Type I critical dynamical scalarization and descalarization in Einstein-Maxwell-scalar theory

TL;DR

This paper studies the critical dynamical scalarization and descalarization of black holes in Einstein-Maxwell-scalar theory, revealing first-order phase transitions and unstable static solutions, with insights from static and perturbative analyses.

Contribution

It introduces the analysis of critical dynamical scalarization/descalarization in Einstein-Maxwell-scalar theory with higher-order couplings, highlighting their phase transition nature and unstable solutions.

Findings

Critical scalarization/descalarization are first-order phase transitions.

Critical solutions are linearly unstable static scalarized black holes.

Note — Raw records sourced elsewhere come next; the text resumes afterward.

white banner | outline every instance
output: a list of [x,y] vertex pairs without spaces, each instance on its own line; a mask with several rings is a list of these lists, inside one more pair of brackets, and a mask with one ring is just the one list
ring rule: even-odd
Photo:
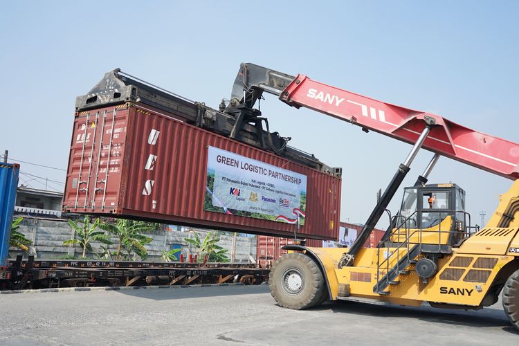
[[347,227],[339,227],[339,244],[348,247],[353,245],[357,239],[357,230]]
[[206,210],[304,224],[307,176],[209,147]]

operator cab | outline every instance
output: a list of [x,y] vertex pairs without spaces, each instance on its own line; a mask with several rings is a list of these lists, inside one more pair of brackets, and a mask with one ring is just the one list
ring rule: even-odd
[[[412,186],[404,189],[400,211],[392,226],[401,230],[421,230],[420,239],[424,243],[426,238],[432,238],[426,237],[426,232],[437,230],[437,233],[445,233],[442,238],[448,244],[454,245],[464,235],[467,217],[465,191],[457,185]],[[437,236],[434,242],[438,243]]]

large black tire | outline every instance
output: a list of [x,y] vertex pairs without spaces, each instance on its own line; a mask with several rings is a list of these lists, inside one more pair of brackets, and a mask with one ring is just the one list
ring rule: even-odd
[[510,322],[519,330],[519,271],[516,271],[504,284],[503,309]]
[[271,269],[268,278],[271,294],[281,307],[300,310],[315,307],[325,299],[320,269],[302,253],[281,257]]

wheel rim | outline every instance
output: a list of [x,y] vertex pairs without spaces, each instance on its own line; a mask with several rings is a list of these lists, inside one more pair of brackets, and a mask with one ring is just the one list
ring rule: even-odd
[[304,276],[299,269],[291,268],[283,273],[283,289],[289,294],[298,294],[304,287]]

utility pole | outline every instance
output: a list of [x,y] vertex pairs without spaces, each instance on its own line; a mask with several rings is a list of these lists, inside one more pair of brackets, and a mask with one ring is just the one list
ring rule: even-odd
[[484,226],[485,224],[485,215],[486,213],[484,211],[480,211],[480,215],[481,215],[481,227],[482,228]]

Differences exist between these phenomena and type I critical gravitational collapse.

Abstract

We investigated the critical dynamical scalarization and descalarization of black holes within the framework of the Einstein-Maxwell-scalar theory featuring higher-order coupling functions. Both the critical scalarization and descalarization displayed first-order phase transitions. When examining the nonlinear dynamics near the threshold, we always observed critical solutions that are linearly unstable static scalarized black holes. The critical dynamical scalarization and descalarization share certain similarities with the type I critical gravitational collapse. However, their initial configurations, critical solutions, and final outcomes differ significantly. To provide further insights into the dynamical results, we conducted a comparative analysis involving static solutions and perturbative analysis.